The partition of Bengal boosted Bengali Muslim middle class identity, but also helped launch the Muslim League – led by people who were all-Indian Muslim identity driven, Urdu speaking elitist, and not peasant friendly at all.

Thus the nature of the movement began to change.

Muslims of Bengal suffered as the North Indian Muslim identity dominated everything. The contest of the North Indian Hindu identity and the issues which had led to the peasant risings in Bengal were lost.

The peasant inspired party Krishak Praja Party led by Fazlul Huq – coming from a rich peasant background – was born in 1936.

It was rooted in East Bengal, but the upper class leadership of all Muslim Bengal – Suhrawardy and Abul Hashem – won the day, and the voices of the marginalised were lost.

In 1946, Bengali Muslims voted as a part of all-Indian Muslims, not as Bengali Muslims, which saw Pakistan delivered, but Bengal neglected.

Communal relationships further deteriorated over time and thus the doomed attempt to form a Bengali nation-state – United Bengal – was lost.

After 1947

But the nation state aspiration was not lost and it was born almost immediately through the language movement which began in early 1948 as a continuation of the identity aspiration movement of East Bengal.

Freed from its contest with upper and middle class Bengali Hindus of all Indian identity, people could construct a new identity. This was one of a dominant linguistic Bengali identity with the Muslim or Hindu identity as a sub-tag.

In some ways, the nationalist movement was linked to the framework of the Fakir-Sannyasi movement which was not based on artificial notions of a single identity construct, but of two identities confronted by the same threat and struggling together.

It was in this search for this One meta-identity narrative that served the subsequent nationalist movement most, by which the other players of such histories were left out of the narrative.

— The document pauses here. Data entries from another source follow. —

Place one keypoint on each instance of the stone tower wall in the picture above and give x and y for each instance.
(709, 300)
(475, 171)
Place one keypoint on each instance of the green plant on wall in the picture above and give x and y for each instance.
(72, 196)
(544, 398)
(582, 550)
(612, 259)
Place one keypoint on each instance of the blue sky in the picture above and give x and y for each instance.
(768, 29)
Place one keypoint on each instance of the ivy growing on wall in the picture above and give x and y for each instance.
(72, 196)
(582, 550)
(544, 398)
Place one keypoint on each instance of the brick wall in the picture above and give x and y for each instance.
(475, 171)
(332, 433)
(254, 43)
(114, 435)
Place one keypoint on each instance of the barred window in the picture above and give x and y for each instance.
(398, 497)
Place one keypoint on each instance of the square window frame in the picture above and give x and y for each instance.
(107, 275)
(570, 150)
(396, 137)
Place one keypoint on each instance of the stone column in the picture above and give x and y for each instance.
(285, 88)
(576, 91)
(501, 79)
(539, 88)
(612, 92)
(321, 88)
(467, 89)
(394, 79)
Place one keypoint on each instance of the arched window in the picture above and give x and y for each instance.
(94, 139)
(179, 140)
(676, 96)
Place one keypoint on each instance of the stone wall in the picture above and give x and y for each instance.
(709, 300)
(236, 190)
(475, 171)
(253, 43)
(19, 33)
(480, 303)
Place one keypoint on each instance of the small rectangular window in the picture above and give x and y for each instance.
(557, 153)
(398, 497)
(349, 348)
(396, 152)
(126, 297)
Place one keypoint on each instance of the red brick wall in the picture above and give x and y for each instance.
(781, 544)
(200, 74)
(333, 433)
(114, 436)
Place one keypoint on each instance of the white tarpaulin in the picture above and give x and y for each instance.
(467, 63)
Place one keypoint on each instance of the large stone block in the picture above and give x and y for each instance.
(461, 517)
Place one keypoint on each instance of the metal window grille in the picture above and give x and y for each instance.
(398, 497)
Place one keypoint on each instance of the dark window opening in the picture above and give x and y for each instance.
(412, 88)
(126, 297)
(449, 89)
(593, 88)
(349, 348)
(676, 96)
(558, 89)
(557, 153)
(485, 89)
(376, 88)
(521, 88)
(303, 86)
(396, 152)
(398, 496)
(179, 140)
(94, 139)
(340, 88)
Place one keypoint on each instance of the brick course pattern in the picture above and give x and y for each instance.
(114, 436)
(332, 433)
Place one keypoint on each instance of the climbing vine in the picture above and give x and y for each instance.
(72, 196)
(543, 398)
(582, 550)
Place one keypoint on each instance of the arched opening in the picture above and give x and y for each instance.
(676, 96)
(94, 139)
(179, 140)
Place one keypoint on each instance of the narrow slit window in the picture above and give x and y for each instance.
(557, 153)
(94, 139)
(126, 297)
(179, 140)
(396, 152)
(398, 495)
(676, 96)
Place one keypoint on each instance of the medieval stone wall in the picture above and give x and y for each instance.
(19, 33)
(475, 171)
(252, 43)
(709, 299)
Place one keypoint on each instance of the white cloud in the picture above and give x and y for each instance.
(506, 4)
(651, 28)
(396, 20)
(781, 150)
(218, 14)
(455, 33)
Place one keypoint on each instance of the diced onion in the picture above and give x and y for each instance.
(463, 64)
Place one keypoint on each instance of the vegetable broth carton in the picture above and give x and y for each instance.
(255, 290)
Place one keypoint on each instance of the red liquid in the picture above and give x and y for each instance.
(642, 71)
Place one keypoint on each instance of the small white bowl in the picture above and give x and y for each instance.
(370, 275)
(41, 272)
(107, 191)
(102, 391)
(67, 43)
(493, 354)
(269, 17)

Ekushey is imagined largely within the perimeter of Dhaka university thus limiting its appeal, but also showing how the Bengali nationalist movement imagined itself – Dhaka based, elitist, culturally urbanised et cetera.

The result is the loss of memory and birth of forgetting the history that began long before a couple of centuries ago.

Even the martyrs of 1952 are transformed in narratives into "students" though they came from across the social classes.

We rarely remember the role of women or people from elsewhere making Ekushey an exclusive middle class male narrative, preparing and justifying it for the later history of 1971.

In constructing that narrative, we too do the same. It has become a history of incomplete narratives, a history of flawed continuity.

History to be made right must begin with writing the right history. That has yet to happen.